Thank you @maxsmythe
-
QPS is around 17 during peak hours. its around 10 during normal hours.

-
Yes, we are using data.inventory in Rego sources, around 10-15 templates are using
data.inventory -
I am adding other gatekeeper monitoring metrics as well- Gatekeeper-grafana-1.pdf Gatekeeper-grafana-2.pdf Gatekeeper-grafana-3.pdf
-
I also noticed that gatekeeper controller pods are flooded with this error-
{"level":"error","ts":1664181904.8118215,"logger":"webhook","msg":"error executing query","hookType":"validation","error":"serving context canceled, aborting request","stacktrace":"sigs.k8s.io/controller-runtime/pkg/webhook/admission.(*Webhook).Handle\n\t/go/src/github.com/open-policy-agent/gatekeeper/vendor/sigs.k8s.io/controller-runtime/pkg/webhook/admission/webhook.go:146\nsigs.k8s.io/controller-runtime/pkg/webhook/admission.(*Webhook).ServeHTTP\n\t/go/src/github.com/open-policy-agent/gatekeeper/vendor/sigs.k8s.io/controller-runtime/pkg/webhook/admission/http.go:99\ngithub.com/prometheus/client_golang/prometheus/promhttp.InstrumentHandlerInFlight.func1\n\t/go/src/github.com/open-policy-agent/gatekeeper/vendor/github.com/prometheus/client_golang/prometheus/promhttp/instrument_server.go:40\nnet/http.HandlerFunc.ServeHTTP\n\t/usr/local/go/src/net/http/server.go:2047\ngithub.com/prometheus/client_golang/prometheus/promhttp.InstrumentHandlerCounter.func1\n\t/go/src/github.com/open-policy-agent/gatekeeper/vendor/github.com/prometheus/client_golang/prometheus/promhttp/instrument_server.go:117\nnet/http.HandlerFunc.ServeHTTP\n\t/usr/local/go/src/net/http/server.go:2047\ngithub.com/prometheus/client_golang/prometheus/promhttp.InstrumentHandlerDuration.func2\n\t/go/src/github.com/open-policy-agent/gatekeeper/vendor/github.com/prometheus/client_golang/prometheus/promhttp/instrument_server.go:84\nnet/http.HandlerFunc.ServeHTTP\n\t/usr/local/go/src/net/http/server.go:2047\nnet/http.(*ServeMux).ServeHTTP\n\t/usr/local/go/src/net/http/server.go:2425\nnet/http.serverHandler.ServeHTTP\n\t/usr/local/go/src/net/http/server.go:2879\nnet/http.(*conn).serve\n\t/usr/local/go/src/net/http/server.go:1930"}
As an experiment (if you are able to do this), does disabling the sync config fix the issue?

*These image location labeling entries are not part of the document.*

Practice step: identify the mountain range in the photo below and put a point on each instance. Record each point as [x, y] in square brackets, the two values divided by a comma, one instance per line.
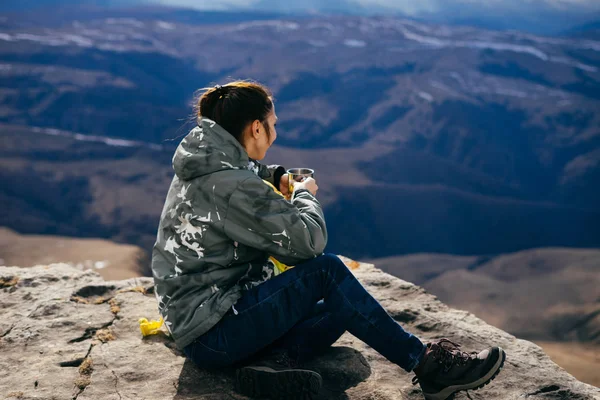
[425, 137]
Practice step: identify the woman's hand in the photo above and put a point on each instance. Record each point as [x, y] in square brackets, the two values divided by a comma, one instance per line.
[309, 184]
[284, 185]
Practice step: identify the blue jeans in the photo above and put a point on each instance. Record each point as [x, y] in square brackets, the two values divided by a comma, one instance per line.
[305, 310]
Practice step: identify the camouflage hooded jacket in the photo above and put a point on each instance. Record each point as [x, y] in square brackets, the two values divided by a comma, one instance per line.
[219, 225]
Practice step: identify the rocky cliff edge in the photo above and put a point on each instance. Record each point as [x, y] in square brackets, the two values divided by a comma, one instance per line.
[69, 334]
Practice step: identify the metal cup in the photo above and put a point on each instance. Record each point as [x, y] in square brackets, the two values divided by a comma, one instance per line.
[298, 175]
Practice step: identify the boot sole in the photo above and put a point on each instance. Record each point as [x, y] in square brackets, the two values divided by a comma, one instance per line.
[487, 378]
[296, 384]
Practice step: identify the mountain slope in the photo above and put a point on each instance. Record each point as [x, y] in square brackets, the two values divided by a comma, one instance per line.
[108, 358]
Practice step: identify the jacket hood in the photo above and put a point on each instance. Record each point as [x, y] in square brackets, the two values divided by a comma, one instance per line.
[206, 149]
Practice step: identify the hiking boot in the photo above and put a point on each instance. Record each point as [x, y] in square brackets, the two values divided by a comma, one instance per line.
[446, 370]
[277, 377]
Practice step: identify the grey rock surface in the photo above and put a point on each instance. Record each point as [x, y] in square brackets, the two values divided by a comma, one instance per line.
[68, 334]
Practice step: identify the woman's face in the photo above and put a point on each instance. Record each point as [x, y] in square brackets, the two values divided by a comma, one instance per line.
[258, 142]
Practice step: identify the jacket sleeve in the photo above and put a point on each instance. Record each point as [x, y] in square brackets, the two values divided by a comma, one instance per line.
[260, 218]
[271, 173]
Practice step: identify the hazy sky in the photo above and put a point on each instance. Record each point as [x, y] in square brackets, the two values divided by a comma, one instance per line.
[410, 7]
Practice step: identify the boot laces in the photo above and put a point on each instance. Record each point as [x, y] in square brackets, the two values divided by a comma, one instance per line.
[447, 353]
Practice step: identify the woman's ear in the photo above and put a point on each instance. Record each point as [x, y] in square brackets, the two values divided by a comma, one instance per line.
[256, 129]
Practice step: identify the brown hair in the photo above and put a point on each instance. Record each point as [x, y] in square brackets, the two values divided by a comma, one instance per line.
[235, 105]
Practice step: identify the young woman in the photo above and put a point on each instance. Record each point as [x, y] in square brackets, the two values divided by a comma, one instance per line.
[216, 289]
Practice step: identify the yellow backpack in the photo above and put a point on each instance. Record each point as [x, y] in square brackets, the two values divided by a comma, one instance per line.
[278, 267]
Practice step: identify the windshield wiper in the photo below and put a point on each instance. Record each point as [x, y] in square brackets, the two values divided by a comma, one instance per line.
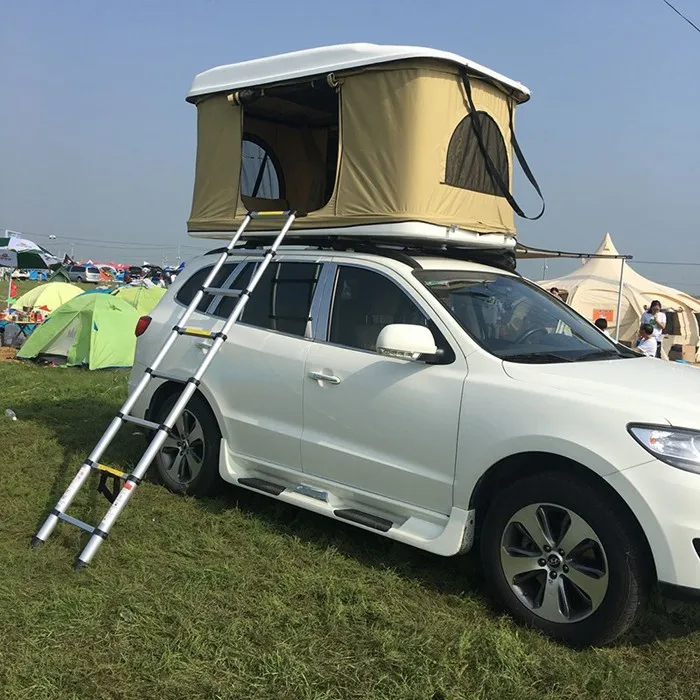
[536, 357]
[599, 355]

I'm wondering if it's the lock contention issue addressed here:
https://github.com/open-policy-agent/gatekeeper/pull/2272
Hi @maxsmythe unfortunately disabling sync config is not an option for us. what we are thinking now is to focus on optimising our cron jobs and see if that improves performance because only during cronjob runs we face high latency from G8r.
Thank you
one interesting and intriguing thing I noticed is that latency- Median Request Duration(gatekeeper_validation_request_duration_seconds_bucket) does not go beyond 3 seconds.

Is this because we have set timeoutSeconds: 30 ?
apiVersion: admissionregistration.k8s.io/v1
kind: ValidatingWebhookConfiguration
metadata:
name: gatekeeper-validating-webhook-configuration
webhooks:
- failurePolicy: Fail
name: validation.gatekeeper.sh
timeoutSeconds: 30
rules:
- apiGroups:
- '*'
apiVersions:
- '*'
operations:
- CREATE
- UPDATE
- DELETE
resources:
- '*'
3 seconds is the current maximum latency the distribution is configured to observe:
https://github.com/open-policy-agent/gatekeeper/blob/ab939829c8296634149eb68cb030d9fc8b6d2a21/pkg/webhook/stats_reporter.go#L86-L92
If #2272 isn't fixing the performance issues, I also have hopes that https://github.com/open-policy-agent/frameworks/pull/252 will help.
Thank you for your inputs @maxsmythe, highly appreciate it. we are currently fine-tuning our cronjobs. seems this fix was just released in 3.9.1, we will wait for n-1 release before we upgrade it in production.
Avoiding copying data.inventory is fixed in 3.9.2
Thank you for pointing that out. appreciate it. thank you
I see you re-opened the issue, is there anything outstanding that you need?
This issue has been automatically marked as stale because it has not had recent activity. It will be closed in 14 days if no further activity occurs. Thank you for your contributions.